Go green: 13 easy tips

Bring your own bags 
Not only are plastic bags made from petroleum, you can’t recycle them. Major stores are beginning to transition to paper, but you can head them off at the pass and buy your own reusable shopping bags. It isn’t as much of a hassle to carry them as you might think. Get the mesh bags that retract, or the ones that fold up into tiny, pocket-sized pouches for travel.

Make your own cleaning supplies
All you need is vinegar, baking soda and water, with a little lemon for scent. Most good commercial cleaners are little
more than variants of that, backed by big-money marketing campaigns. It’ll save you money and save the energy that goes into making the
thousands of chemical-heavy cleaners on the market. Visit www.eartheasy.com for mixology on dozens of task-specific cleaners.

Drink from the tap
It’s higher in fluoride, which concerns some folks, but it’s highly regulated, something bottled water isn’t. Not to mention that most bottled water is shipped from thousands of miles away in petroleum-based plastic bottles, most of which eventually end up in landfills. Filter if you want, though there’s no hard evidence that drinking municipal water is a health risk. And besides, most of the bottled water you’re buying comes from the tap anyway.

Eat vegetarian
Nobody’s making a moral argument here or suggesting you quit meat cold turkey (pun totally intended). But meat, even if it’s organic and local, takes significantly more energy to produce — estimates range from multiples of 7–15 times — than other food. Try skipping the steak at least one night a week.

Get a tune-up and drive the limit
It’s not rocket science: The faster you drive, the more gas you consume (and as an aside to the maniacs who fly down Blaisdell Avenue — are the 45 or so seconds you save really worth it?). And a tuned car — clean filters, properly inflated tires, etc. — operates more efficiently than a neglected one.

Buy local
Organic is nice, but think about the massive amount of jet and truck fuel it took to put those Chilean grapes and that Basmati rice from India and that Belgian microbrew in your Minnesotan hands. Of course, you can’t get a great local tomato in January, and globalization of the food market has given us remarkably delicious and diverse cuisine, but even committing to buying a small percentage of locally produced food goes a long way.

Turn it off
Turning off lights and appliances not in use can significantly cut electricity bills. Remember to unplug power strips when they’re not in use; otherwise, connected devices, whether they’re on or off, will still suck what’s called standby power. Alternately, buy some of the new strips capable of cutting standby power — they cost around $40, but if you have things like plasma TVs, you’ll recoup the costs within a year.
Bike or bus or train • From a strict energy-consumption standpoint, biking is by far the most efficient form of transportation in the world. An average person can bike about three miles in 20 minutes without breaking a sweat, and Southwest is a pretty flat place. If that’s not your thing, consider mass transit, even if only on occasion. The energy math is easy on that one: More people + fewer vehicles = less energy.

Use low-flow fixtures
Installing low-flow showerheads, faucets, toilets and other fixtures can save thousands of gallons of water a year. And no, they won’t leave you wishing for more pressure. Studies show that consumers don’t notice a difference in fixtures unless they produce less than 1 gallon per minute (the current standard is around 2–2.5gpm), and many fixtures with that spec include an aeration system that blends water and pressurized air.

Buy CFLs
That’s compact fluorescent lights. They use about 75 percent less energy and can last up to 10 times longer than incandescent bulbs. Plus, they just started making them in all sorts of cool party colors.

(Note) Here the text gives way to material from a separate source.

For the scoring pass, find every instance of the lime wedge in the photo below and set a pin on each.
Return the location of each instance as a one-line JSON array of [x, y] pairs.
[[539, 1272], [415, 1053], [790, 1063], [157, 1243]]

Buy energy-efficient appliances
Check for the Energy Star symbol, the government program that sets efficiency standards for all appliances. Studies have estimated that people who replace major energy-sapping appliances (furnace, water heater, television, etc.) with Energy Star-approved ones can cut their energy bills by up to half.

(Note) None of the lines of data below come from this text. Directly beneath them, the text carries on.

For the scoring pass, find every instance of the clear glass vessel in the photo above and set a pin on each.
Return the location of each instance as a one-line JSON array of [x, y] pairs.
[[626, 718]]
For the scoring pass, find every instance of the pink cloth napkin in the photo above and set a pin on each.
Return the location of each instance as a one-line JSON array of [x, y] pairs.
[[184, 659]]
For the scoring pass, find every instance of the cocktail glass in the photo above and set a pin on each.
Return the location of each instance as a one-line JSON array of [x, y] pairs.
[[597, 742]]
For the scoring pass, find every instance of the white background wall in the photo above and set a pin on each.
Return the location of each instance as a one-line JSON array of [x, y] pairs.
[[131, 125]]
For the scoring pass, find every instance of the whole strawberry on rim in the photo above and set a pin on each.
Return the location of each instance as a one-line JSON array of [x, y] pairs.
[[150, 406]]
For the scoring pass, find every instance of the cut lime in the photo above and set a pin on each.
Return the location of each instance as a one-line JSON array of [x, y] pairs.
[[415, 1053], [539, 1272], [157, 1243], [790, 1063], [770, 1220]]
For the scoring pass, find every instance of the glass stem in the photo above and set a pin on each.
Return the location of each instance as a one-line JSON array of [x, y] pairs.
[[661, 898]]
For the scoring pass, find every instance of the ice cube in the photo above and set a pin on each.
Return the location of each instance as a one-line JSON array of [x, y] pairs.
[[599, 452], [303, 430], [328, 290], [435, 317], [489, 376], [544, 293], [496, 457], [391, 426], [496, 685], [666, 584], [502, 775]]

Even though your garbage is likely going straight to Wisconsin (Minnesota hasn’t opened a new landfill in several years), that’s no reason to continue torturing cheeseheads; after all, we all live on the same planet. The conscientious recycler puts bags of aluminum and glass and plastic and newspaper curbside every other week. The heroic recycler takes cardboard and electronics and other things to suburban centers, which can accept practically anything.

Keep a steady hand on the thermostat
Each degree you turn the thermostat (up in summer, down in winter, that is) saves about 3 percent in energy costs. Even better, buy a programmable one that limits cooling and heating during daytime hours when you’re away.

Buy used
Nobody’s suggesting a steady diet of Dumpster diving and thrift-store shopping (though if that describes you, more power to you). But if you’re remodeling, think about the ReUse Center for unique, quality supplies. If you’re clothes shopping, remember that thrift stores do get in all sorts of unused discards from department and other stores.